From the back, this mask is slightly narrow in comparison to the dance masks, a characteristic that we observed in Rodrigo’s canine made for sale masks, last week. Of course it is marked RR, and dated November 2004.

Here is the first of three danced human faced masks by Rodrigo, all collected by Barney Burns and Mahina Drees. They purchased this one in 2007 after about 8 years of use.


Note the simplicity of this mask’s decoration.


The rim design is understated but attractive, with larger triangles alternating with smaller ones (VvvvVvvvV). The mouth has a subtle but interesting shape.


The forehead cross, constructed from four kite-shaped diamonds, is less usual for Rodrigo.

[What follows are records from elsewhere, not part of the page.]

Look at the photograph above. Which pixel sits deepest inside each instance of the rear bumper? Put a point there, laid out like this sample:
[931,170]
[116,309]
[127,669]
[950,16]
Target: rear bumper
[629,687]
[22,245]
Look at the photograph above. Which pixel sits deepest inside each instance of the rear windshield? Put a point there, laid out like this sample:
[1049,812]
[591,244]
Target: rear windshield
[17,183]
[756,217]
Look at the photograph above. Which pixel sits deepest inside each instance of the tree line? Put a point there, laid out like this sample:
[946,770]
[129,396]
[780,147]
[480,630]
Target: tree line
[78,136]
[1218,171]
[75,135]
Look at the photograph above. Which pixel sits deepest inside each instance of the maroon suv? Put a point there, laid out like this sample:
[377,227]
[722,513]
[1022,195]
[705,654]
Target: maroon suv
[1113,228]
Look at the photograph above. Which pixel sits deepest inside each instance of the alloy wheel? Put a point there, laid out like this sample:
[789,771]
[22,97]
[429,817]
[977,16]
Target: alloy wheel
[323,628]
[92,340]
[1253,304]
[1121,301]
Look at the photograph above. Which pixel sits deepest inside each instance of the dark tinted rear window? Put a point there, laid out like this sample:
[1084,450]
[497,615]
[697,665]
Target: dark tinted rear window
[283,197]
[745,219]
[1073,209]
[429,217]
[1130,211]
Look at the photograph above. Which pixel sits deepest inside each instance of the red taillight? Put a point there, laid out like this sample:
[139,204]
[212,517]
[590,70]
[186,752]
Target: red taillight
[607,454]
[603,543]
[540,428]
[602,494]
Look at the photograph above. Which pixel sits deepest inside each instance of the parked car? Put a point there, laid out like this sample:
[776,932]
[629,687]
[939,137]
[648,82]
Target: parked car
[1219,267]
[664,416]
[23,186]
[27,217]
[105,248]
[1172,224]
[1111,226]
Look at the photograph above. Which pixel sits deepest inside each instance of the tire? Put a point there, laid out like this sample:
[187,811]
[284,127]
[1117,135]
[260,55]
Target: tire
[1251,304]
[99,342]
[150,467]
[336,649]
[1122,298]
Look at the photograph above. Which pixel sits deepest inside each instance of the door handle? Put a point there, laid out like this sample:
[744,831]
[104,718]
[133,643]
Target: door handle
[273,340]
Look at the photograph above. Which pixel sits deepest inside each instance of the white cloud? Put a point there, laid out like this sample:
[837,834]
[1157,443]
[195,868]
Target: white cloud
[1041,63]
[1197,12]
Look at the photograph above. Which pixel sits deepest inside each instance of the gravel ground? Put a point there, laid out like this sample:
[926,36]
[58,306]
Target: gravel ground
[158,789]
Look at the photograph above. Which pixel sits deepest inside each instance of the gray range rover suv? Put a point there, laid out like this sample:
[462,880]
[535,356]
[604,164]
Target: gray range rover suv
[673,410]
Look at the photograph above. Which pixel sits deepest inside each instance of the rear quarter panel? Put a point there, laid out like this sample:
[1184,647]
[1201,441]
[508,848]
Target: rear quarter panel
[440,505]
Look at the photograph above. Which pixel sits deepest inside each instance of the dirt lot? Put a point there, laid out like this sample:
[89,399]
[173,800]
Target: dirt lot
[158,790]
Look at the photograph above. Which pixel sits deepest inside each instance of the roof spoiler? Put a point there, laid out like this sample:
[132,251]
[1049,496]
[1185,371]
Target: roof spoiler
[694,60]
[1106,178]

This mask has the broad back and the air passage that Rodrigo characteristically provided on a mask intended for a dancer, and this back is stained from use.

Here is a second danced human faced mask by Rodrigo. It was collected in the 1990s after having been danced for 10 years.

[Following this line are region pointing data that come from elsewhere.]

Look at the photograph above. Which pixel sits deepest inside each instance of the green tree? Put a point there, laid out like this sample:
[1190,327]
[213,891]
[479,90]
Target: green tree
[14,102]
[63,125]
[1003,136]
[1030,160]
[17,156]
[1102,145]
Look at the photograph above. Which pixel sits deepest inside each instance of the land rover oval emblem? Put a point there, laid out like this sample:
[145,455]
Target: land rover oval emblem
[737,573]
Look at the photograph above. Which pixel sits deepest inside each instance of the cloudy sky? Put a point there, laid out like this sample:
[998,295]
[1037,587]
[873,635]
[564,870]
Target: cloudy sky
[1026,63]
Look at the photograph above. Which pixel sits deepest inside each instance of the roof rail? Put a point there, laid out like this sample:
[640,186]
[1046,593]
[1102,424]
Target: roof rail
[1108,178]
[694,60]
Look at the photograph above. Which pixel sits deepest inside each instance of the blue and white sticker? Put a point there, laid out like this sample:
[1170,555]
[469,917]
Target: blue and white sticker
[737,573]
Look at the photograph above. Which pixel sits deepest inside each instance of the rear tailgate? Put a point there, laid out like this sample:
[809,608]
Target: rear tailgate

Like the last mask, this one has an open mouth with a sophisticated design.


The large nose and the bulging mouth jut out in front of the face. There are inscribed lizards on the sides.


The flat forehead and this cross tend to be constants for this carver.

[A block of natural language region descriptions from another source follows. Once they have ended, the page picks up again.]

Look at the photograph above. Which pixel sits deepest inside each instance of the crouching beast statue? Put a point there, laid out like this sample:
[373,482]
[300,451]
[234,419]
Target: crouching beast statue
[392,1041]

This is another broad mask for a dancer. These cracks suggest that the cottonwood root that was used for this mask was carved before the wood had cured, so that it continued to dry after the mask was carved. The mask appears to be perfectly stable and of course there is staining around the rim to corroborate the history of 10 years use.

The third human faced mask (B/M #405) was labeled by the Rodríguez family as the work of Preciliano Rodríguez Cupis, the father of Rodrigo, but the design details are so characteristic of Rodrigo that I choose to attribute this mask to his hand. It was collected in 2004 after having been danced for 10 years.


This is such a handsome mask,


The nose reminds one of several Rodríguez carvers, Rodrigo included.


The integration of the cross with the rim design is so characteristic of Rodrigo, as is the absolutely flat forehead.


The large chin cross is unusual for all of the Rodríguez carvers. Unfortunately I neglected to take a photo of the back of this mask.

Rodrigo Rodríguez Muñoz is so consistent in his style. I will show one of his traditional goat Pascola masks to close out this series. This mask was danced for eight years before it was collected by Barney and Mahina.


Both the ears and the horns are carved in relief. As one often finds, this goat mask has been provided with a small protruding tongue.


Note how Rodrigo continued the rim design completely around the mask, even though it was interrupted by the ears and the horns.


He inscribed and painted his usual cross on the forehead.


The mouth has an opening to provide air to the dancer.


The back is stained from use. The air passages are easy to see from the back.

In summary then, Rodrigo’s danced masks are larger and simpler, compared to the made for sale masks, but they tend to use the same designs. An open mouth funnels air to the dancer, while the made for sale masks generally lack adequate ventilation channels. The backs of the masks carved for dancers are designed to accommodate a broad face.